Machine Learning for Engineering Knowledge Capture, MALEKC
Reference number | |
Coordinator | CHALMERS TEKNISKA HÖGSKOLA AKTIEBOLAG - Institutionen för industri och materialvetenskap |
Funding from Vinnova | SEK 2 300 000 |
Project duration | October 2017 - October 2019 |
Status | Completed |
End-of-project report | 2017-03059eng.pdf (pdf, 3535 kB) |
Important results from the project
The goal was: “To create conditions to effectively identify and reuse knowledge by utilising machine-learning algorithms on engineering change reports (ECR)”. We have utilised Markov chains to identify patterns and NLP to create an efficient search to identify and cross reference knowledge in engineering change reports ECR. Even though the responses from the industrial test was better than expected there are hurdles to cross. E.g. the knowledge asked for was quite general, whereas spearhead knowledge may be more difficult to ask questions about and may be easily misunderstood.

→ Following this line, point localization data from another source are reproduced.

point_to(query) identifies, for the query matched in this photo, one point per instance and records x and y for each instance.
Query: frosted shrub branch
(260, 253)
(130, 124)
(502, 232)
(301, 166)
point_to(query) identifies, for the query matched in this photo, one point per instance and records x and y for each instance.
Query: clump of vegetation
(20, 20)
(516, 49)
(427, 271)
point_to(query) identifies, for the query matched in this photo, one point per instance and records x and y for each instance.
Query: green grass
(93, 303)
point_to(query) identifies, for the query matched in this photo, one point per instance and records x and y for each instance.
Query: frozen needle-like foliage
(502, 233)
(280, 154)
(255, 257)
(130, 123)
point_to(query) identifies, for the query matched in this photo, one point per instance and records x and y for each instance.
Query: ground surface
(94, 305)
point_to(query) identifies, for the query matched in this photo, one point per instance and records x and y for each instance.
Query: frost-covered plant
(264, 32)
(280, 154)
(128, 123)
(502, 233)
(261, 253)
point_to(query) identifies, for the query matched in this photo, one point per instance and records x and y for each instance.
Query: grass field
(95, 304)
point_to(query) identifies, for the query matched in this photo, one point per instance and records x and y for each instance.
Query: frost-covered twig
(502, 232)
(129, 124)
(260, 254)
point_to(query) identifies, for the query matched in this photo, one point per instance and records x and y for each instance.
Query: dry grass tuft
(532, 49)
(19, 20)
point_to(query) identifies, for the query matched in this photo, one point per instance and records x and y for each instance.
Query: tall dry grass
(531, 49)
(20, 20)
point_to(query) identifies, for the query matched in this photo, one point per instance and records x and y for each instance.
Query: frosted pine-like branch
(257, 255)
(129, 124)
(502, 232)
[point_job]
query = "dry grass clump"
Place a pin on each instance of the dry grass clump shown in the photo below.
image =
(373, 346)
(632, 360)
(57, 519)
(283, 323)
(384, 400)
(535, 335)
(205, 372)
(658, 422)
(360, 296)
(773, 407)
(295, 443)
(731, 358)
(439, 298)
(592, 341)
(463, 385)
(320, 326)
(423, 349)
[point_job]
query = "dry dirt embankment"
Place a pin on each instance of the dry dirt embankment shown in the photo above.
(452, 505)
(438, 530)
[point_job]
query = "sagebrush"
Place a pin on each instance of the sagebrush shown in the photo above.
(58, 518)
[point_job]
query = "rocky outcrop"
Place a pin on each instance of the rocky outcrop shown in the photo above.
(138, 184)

Expected long term effects
The goal was to identify new ways of automatically identifying new knowledge through machine learning algorithms and then following up this work with validation with the help of smart assistants. This work has largely succeeded to the technical level aimed for in the proposal. However, work remains to make a cohesive chain work. Searching for knowledge works in itself, and we have learned a lot about how to ask questions to get useful answers, but the work is far from done.
Approach and implementation
The project has been carried out in four different themes, the first two concerned the development of advanced search in ECR databases. The two latter themes dealt with methodology development for knowledge reuse and experimentation on knowledge validation. The main applicants in the project were Chalmers and the Wingquist laboratory, the other participants being Fraunhofer Chalmers Centre (FCC), AB Volvo and Rejmes Transportfordon AB. 6 publications, 4 master´s theses and 2 doctoral dissertations have been written connected to the project.